The Dark Past
I grew up in NYC, Florida and Texas. My dad was and is a stoic, funny, super chill Type B. My mom was an incredibly active, hyper organized, insanely healthy Type A. You know what they about opposites attracting…
I started dancing at a very young age. Tap, jazz, ballet, modern. You name it, I danced it. I loved everything about it until I hit puberty at age 10 (way too young!). I desperately wanted to look like the other dancers and be a delicate waif. Instead, I possessed a pair of awesomely strong, thick legs and a wide back from years of swimming butterfly; the opposite of what a ballerina was supposed to look like. This turned into a short struggle with anorexia and a seven year battle with bulimia.
By age 18, I had been living in NYC for 2 years (graduated HS at 16) pursuing an acting/dance career. I had a small part in a major motion picture, was signed to Sony, and had just landed a role in Sesame Street Live (Yes, I was a Muppet!). Fast forward six months. My part was completely cut out of the film except for a topless scene. I was dropped by Sony, and I had a career ending injury while on the road. I felt humiliated, depressed, and completely worthless. It was one of the darkest periods of my life which was handled with an unhealthy dose of self-medication.
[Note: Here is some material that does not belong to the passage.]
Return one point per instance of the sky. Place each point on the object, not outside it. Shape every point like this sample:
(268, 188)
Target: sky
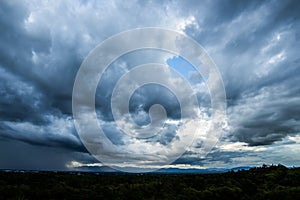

From 2002 to 2007, I moved to Boston, Houston, New Braunfels, Buenos Aires, San Diego, back to Houston, Los Angeles, and finally back to Houston. In an effort to escape my mom’s terminal brain cancer, I threw myself into training for triathlon and personal training others. I found that helping others was salve for my soul. I also felt like a complete hypocrite because while I was great at helping others, I was doing a really crappy job of taking care of myself. When my mom passed away in 2008, I knew something had to change.
The Fit Past
In the midst of a crying spell, I picked up a Bible and begged a God that I hadn’t spoken to in over 10 years to speak to me. I closed my eyes and placed my finger on a page. I read where it landed: “As a mother comforts her child,so I will comfort you.” Isaiah 66:13.
The miracle of that moment changed everything for me. I quit drinking, dove headfirst into my renewed faith, got baptized and ran my first marathon, in that order. I read every book that I could find about self-improvement, the mental game of sports, and nutrition. I got married in 2010 and opened 1960 CrossFit less than a year later. Over the course of four years, we helped 100’s of people get fit.
The Happy Present
As I sit here typing, my two year old son in sleeping in my bed while my husband is watching TV on the couch. I’m remembering the past and instead of feeling sorrow over the difficulties I endured, I feel gratitude. I’m grateful to have known pain and darkness because they made me appreciate the joy and light I feel today that much more deeply.
To me, the idea of fitness has always been all encompassing: spiritual, physical, psychological, fiscal, and relational. At 37, I am the most fit I have ever been in my entire life. Now I get to impart my joy and knowledge on all my online clients. I feel like the luckiest woman in the whole wide world. God is so good!